Mindfulness and meditation are the only way out of this. Sometimes medication can help a little. Other things can help slightly, but only meditation gets at the root of the issue and helps us learn to stop being so reactive.
You will never, ever have a consistent theology.
If you think your current theology (way of understanding God) is consistent, you are deluded. The harder you feel you must work to convince yourself or anyone else that your theology is consistent, the less your religion is ultimately about God.
By the way, the only reason it’s not completely wrong and judgmental for me to write this right now is because I’m using a plural, non-specific “you.” I have no business (nor do you) telling any particular individual any of this. The beauty of writing is you can address things that way that you could and should never tell an individual, and each reader gets to decide for him/herself whether it applies.
If you believe in an afterlife, the person you will be in that life is almost nothing at all like the person you are now.
Most of what you currently understand to be you is connected to your body and/or brain, and neither your body or your brain are going to survive death, we know this for sure. Your sense of yourself as a professional, as someone educated to a certain level, someone who feels and thinks strongly about certain things, even someone who takes pride in believing good and moral and right things — all of that will be gone.
The funny thing is, this may sound like heresy, but it may be the most orthodox point I’ve made in this post.
Colossians 3:3-4 (MSG) 3 Your old life is dead. Your new life, which is your real life—even though invisible to spectators—is with Christ in God. He is your life. 4 When Christ (your real life, remember) shows up again on this earth, you’ll show up, too—the real you, the glorious you. Meanwhile, be content with obscurity, like Christ.

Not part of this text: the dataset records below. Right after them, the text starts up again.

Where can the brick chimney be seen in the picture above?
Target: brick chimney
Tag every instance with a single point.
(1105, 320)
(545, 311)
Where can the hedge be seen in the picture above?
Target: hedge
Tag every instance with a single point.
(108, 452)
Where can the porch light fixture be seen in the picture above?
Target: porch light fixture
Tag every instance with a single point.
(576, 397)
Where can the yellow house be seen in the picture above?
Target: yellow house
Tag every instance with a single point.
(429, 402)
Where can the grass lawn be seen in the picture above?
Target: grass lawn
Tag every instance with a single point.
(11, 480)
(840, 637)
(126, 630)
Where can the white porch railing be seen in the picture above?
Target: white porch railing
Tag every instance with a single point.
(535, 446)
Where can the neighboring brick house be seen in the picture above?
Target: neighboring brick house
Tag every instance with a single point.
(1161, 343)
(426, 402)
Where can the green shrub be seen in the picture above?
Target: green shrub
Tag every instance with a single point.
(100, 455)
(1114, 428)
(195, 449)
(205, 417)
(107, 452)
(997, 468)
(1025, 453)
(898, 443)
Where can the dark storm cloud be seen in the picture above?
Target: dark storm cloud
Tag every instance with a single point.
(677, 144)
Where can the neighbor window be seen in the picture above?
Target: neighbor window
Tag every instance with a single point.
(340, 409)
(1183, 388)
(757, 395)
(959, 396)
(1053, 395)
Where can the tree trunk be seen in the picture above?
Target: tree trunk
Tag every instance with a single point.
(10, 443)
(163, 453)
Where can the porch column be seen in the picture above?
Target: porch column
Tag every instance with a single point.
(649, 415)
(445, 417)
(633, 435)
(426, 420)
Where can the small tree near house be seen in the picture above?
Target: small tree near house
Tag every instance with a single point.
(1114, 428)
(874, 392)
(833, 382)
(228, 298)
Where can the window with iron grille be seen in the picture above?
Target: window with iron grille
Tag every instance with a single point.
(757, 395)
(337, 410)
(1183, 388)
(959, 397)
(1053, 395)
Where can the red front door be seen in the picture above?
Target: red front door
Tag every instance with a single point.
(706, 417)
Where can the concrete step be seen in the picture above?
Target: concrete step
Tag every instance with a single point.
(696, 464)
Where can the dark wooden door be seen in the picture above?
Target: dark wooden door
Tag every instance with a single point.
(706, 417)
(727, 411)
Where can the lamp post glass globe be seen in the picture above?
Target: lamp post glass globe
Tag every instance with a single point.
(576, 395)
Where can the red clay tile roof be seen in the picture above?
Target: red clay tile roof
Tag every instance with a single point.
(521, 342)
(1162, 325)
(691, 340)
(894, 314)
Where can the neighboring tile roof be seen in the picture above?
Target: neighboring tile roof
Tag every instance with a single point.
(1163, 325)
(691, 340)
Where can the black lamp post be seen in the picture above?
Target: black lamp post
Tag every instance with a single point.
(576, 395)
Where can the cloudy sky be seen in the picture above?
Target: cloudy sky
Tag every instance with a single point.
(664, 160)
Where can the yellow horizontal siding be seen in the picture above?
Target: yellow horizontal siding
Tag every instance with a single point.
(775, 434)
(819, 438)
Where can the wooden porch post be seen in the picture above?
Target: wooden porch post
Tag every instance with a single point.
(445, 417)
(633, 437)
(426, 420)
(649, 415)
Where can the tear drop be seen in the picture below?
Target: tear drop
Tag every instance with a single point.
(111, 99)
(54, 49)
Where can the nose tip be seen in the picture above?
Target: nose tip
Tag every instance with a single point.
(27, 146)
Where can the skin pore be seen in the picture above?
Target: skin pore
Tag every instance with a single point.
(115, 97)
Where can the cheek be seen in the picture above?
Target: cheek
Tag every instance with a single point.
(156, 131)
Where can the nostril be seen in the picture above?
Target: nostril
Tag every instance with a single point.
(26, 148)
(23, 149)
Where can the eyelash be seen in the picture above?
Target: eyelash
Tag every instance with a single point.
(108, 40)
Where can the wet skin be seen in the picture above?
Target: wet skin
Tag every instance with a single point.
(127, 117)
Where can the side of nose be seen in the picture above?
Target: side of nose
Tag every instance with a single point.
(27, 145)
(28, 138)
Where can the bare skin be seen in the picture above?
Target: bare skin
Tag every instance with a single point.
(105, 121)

The real you? That is, you, but REAL.
All of these have been game-changers for me. They are discoveries that, as I came to them, I realized I could not continue believing what I believed about God up to that point. They each forced me to completely reevaluate my faith.
Because these things have happened so often, I know they will keep happening. This means I know that in a few years there will be things I no longer believe about God that I deeply believe now.
This is the root of humility — the realization that, as the Buddha said, life is impermanence. My whole life has been an unfolding journey and I have never remained in one place for long. In my humble moments I live from this core reality. In the others, I start thinking my beliefs, opinions, theology, ego needs, and accomplishments have substantive reality.